Thursday, May 1, 2014

U.K. manufacturing PMI rose to 57.3 in April

From 55.8 in March and comfortably topped consensus of 55.4. However, there was another sharp slowdown in the growth of new orders for investment goods, which is a blow to the hopes of re-balancing the economy away from its reliance on consumers. Still, the pound took a leap after the data was released and was +0.2% at $1.6909 at the time of writing.

China's official manufacturing PMI edged up to 50.4 in April

From 50.3 in March but slightly missed consensus of 50.5. The data indicates that manufacturing is just about expanding and adds to HSBC's flash PMI reading which shows that the sector is contracting. As per economist,"The economy is showing slight improvements due to recent policy measures but there is no sign of a bottoming out."

No.S14A Rule 8D disallowance for investment in shares of susidiaries and jointventures.

JM Financial Limited vs. ACIT (ITAT Mumbai)

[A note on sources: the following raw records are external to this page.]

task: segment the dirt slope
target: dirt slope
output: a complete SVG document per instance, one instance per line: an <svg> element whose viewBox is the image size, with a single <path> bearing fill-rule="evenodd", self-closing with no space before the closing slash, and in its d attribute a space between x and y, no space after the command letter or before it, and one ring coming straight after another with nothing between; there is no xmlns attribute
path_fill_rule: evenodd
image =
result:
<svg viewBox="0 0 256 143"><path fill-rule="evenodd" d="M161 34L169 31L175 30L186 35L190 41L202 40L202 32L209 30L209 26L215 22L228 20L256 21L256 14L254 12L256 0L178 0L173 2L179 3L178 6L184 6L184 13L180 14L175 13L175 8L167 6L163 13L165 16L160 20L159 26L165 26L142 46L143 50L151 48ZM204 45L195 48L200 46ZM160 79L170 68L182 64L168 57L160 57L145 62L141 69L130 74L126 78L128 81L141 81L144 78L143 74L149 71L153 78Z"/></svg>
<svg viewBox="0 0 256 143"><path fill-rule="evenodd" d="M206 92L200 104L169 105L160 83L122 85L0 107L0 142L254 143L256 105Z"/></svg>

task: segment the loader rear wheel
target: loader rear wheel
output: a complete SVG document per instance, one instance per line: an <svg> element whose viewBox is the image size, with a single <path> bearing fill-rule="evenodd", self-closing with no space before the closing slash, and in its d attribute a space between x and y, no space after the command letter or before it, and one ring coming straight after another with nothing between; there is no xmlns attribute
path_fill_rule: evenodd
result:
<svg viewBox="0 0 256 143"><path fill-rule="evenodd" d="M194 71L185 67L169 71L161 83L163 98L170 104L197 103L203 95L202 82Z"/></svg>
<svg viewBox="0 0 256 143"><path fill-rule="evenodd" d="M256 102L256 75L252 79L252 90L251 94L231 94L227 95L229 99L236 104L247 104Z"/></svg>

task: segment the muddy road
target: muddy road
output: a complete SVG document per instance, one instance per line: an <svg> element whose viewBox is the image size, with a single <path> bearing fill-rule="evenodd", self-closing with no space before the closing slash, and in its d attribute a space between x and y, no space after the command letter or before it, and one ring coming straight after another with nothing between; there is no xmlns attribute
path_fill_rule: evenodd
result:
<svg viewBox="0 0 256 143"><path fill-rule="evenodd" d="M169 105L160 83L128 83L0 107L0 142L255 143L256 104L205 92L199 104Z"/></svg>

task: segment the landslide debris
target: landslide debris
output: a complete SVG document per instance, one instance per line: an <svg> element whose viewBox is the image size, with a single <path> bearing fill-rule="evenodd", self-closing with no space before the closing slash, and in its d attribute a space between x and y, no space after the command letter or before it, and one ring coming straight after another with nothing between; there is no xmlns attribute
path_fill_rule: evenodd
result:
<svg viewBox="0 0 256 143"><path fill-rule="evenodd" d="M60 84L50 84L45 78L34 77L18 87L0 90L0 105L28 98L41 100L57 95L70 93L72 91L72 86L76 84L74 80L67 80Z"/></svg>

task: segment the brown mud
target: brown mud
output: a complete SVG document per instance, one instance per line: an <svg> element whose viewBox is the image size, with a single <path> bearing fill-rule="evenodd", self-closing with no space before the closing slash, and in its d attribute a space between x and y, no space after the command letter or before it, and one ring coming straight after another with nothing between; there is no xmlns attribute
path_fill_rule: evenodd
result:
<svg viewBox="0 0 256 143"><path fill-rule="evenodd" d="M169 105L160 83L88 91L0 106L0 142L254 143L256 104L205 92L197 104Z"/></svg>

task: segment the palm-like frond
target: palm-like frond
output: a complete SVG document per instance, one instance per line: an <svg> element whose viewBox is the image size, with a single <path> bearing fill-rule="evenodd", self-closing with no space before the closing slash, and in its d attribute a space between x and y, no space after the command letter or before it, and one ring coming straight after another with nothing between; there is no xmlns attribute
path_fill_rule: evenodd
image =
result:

In AY 2009-10, the assessee has specifically raised a point before the AO that 97.82% of the investment is in subsidiary companies and joint venture companies and, therefore, no expenditure was incurred for maintaining the portfolio on these investments or for holding the same. The assessee has also pointed out that these investments are long term investment and no decision is required in making the investment or disinvestment on regular basis because these investments are strategic in nature in the subsidiary companies on long term basis and, therefore, no direct or indirect expenditure is incurred. The department has not disputed this fact that out of the total investment about 98% of the investments are in subsidiary companies of the assessee and, therefore, the purpose of investment is not for earning the dividend income but having control and business purpose and consideration. Therefore, prima facie the assessee has made out a case to show that no expenditure has been incurred for maintaining these long term investment in subsidiary companies. The AO has not brought out any contrary fact or material to show that the assessee has incurred any expenditure for maintaining these investments or portfolio of these investments. In Godrej & Boyce Mfg. Co it was held that s. 14A(2) does not ifso facto empower the AO to apply the method prescribed by Rule 8D straightaway without considering whether the claim made by the assessee is correct. Also, in Garware Wall Ropes it was held that a disallowance u/s 14A cannot be made if the primary object of investment is holding controlling stake in the group concern and not earning any income out of investment. Similarly, in Oriental Structural Engineers (approved by the Delhi High Court) it has been held that s. 14A disallowance cannot be made for investment in subsidiaries and SPVs out of commercial expediency

PSU banks' NPAs pose a major risk...

The RBI's agony over the deterioration in quality of assets of PSU banks is well understood. Especially when seen in context of the Indian financial sector as a whole. That the government owned banks corner nearly two thirds of the assets in the banking sector is well known. What is not known is the fact that the PSU banks tower over other financial institutions holding public assets and have a larger share of assets than insurance companies, NBFCs and mutual funds put together. In addition they account for 63.2% of the GDP. Thus a systemic NPA crisis in PSU banks threatens to risk the entire financial sector in India. And the RBI should therefore not just curtail asset slippage but also ensure better management of the PSU banks.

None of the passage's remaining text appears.